Polícia civil
Mãe alega "correção" ao ser presa por bater em filha com fios
Mãe é presa em Água Boa (MT) após agredir filha de 12 anos com fios elétricos. Vítima ligou para a polícia pedindo socorro.
Mulher utilizou fios elétricos contra a menina de 12 anos em Água Boa; vítima ligou para pedir socorro.
A linha tênue entre a disciplina parental e o crime de lesão corporal foi rompida nesta quinta-feira (15), em Água Boa (MT). Uma discussão banal sobre tarefas domésticas terminou com a prisão em flagrante de H.G.C.R., de 35 anos. A mulher é acusada de agredir a própria filha, de apenas 12 anos, utilizando fios elétricos. O caso expõe a naturalização da violência como método “educativo” em alguns lares.
O episódio só chegou ao conhecimento das autoridades porque a própria vítima, identificada pelas iniciais I.R.R.J., teve a coragem de pedir ajuda. A menina telefonou para o plantão policial em um momento de desespero.
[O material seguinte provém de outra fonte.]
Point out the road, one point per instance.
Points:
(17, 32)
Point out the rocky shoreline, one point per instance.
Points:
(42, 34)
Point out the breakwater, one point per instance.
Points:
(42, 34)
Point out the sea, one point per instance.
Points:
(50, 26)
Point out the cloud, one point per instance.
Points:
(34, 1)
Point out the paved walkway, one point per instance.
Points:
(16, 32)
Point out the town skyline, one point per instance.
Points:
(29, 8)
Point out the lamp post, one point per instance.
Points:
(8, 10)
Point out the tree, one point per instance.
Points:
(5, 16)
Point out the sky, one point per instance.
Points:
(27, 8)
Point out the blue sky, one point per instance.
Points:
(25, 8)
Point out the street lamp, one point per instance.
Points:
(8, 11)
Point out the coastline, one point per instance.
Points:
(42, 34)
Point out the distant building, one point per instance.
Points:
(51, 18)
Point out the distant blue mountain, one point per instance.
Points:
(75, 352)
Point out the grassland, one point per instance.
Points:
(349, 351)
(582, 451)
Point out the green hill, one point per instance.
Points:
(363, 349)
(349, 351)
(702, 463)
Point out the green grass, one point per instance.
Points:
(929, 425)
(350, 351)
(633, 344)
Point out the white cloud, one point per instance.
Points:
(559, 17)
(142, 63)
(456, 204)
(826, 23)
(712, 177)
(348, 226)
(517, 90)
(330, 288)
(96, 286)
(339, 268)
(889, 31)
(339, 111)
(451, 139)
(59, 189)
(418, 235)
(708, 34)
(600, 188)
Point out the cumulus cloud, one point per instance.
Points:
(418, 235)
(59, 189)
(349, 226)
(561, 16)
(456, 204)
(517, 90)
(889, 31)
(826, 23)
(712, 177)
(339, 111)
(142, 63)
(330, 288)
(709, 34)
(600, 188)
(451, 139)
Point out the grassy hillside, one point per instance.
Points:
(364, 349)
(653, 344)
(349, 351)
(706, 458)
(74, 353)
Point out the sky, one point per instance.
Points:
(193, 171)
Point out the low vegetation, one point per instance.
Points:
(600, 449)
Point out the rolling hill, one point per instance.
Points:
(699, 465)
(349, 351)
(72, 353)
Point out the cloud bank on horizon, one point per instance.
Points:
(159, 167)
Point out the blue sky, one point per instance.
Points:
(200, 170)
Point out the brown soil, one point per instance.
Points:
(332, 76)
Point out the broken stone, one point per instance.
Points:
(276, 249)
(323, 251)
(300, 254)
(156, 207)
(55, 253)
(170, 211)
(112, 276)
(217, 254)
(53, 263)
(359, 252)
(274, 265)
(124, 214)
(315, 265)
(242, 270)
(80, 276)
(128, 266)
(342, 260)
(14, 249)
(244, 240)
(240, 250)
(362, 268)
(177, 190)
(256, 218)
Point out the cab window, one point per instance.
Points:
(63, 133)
No registro oficial, a equipe descreveu a urgência do chamado.
“Recebemos durante o plantão policial ligação de uma menina pedindo socorro, que seu caso seria sério”, relataram os agentes no Boletim de Ocorrência. Ao chegarem à residência no Bairro Operário, os policiais confirmaram a denúncia. A criança apresentava lesões visíveis e aparentes no braço e na boca.
A dinâmica da violência
O conflito começou, segundo os autos, por causa da limpeza da casa. A adolescente relatou que houve um desentendimento sobre de quem seria a vez de realizar o serviço. Ela argumentou que a tarefa caberia à irmã mais velha. A resposta desagradou profundamente a mãe.
Conforme o termo de declaração da vítima, a reação materna foi explosiva. A menor detalhou às autoridades a aleatoriedade da violência sofrida. Ela afirmou que “as agressões ocorrem com o que estiver ao alcance da mãe”. Neste caso, os objetos disponíveis eram contundentes.
A menina foi atingida por “fio de carregador de celular, fio de carregador de bicicleta elétrica, além de socos, tapas e puxões de cabelo”. A violência escalou rapidamente. A mãe ainda arremessou um aparelho celular contra o rosto da filha quando esta ameaçou chamar a polícia.
Ciclo de agressões
O depoimento da vítima sugere um padrão de comportamento abusivo, e não um fato isolado. Há indícios preocupantes de rotina violenta no lar. A adolescente afirmou categoricamente que “sempre houve agressões físicas por parte de sua mãe, especialmente quando esta chega estressada”.
A violência, ao que tudo indica, não poupa outros vulneráveis da família. A menor relatou já ter presenciado a mãe agredir outras pessoas da casa. O histórico incluiria ataques contra “a irmã de três anos, a irmã grávida e a avó”. Esse contexto reforçou a necessidade da intervenção policial imediata.
“Perdi o controle”
Levada à Delegacia de Água Boa, H.G.C.R. foi interrogada e não negou a autoria das lesões. A frentista justificou o ato como uma medida disciplinar que saiu do controle. Ela alegou ter ficado “muito magoada” com a resposta dada pela menina durante a discussão.
Segundo a mãe, o estopim foi uma frase dita pela filha: “eu não pedi para vir ao mundo, e a obrigação de fazer o serviço é seu”. Essa afronta verbal teria sido o gatilho para o ataque físico.
Em sua defesa, a suspeita tentou minimizar o dolo de ferir. “A agressão foi com intenção de corrigir [a filha] e não tinha intenção de machucá-la”, afirmou a mulher em depoimento. Contudo, ela admitiu que “acabou batendo em [I.] com as mãos e com um pedaço de fio”.
Prisão sem fiança
O delegado Danilo Rodrigues Barbosa, responsável pelo caso, foi rigoroso na análise jurídica. Ele ratificou a prisão em flagrante por Lesão Corporal Dolosa no contexto de Violência Doméstica. A autoridade policial não permitiu que a mulher respondesse em liberdade imediata.
Não houve arbitramento de fiança na fase policial. O delegado considerou que a pena máxima para o delito supera quatro anos, o que impede a concessão do benefício na delegacia. Portanto, a liberdade provisória dependerá de decisão judicial.
H.G.C.R. foi encaminhada para o sistema prisional. A vítima passou por exame de corpo de delito e foi entregue aos cuidados de uma responsável legal. A medida visa garantir sua integridade física longe do ambiente onde deveria ser protegida.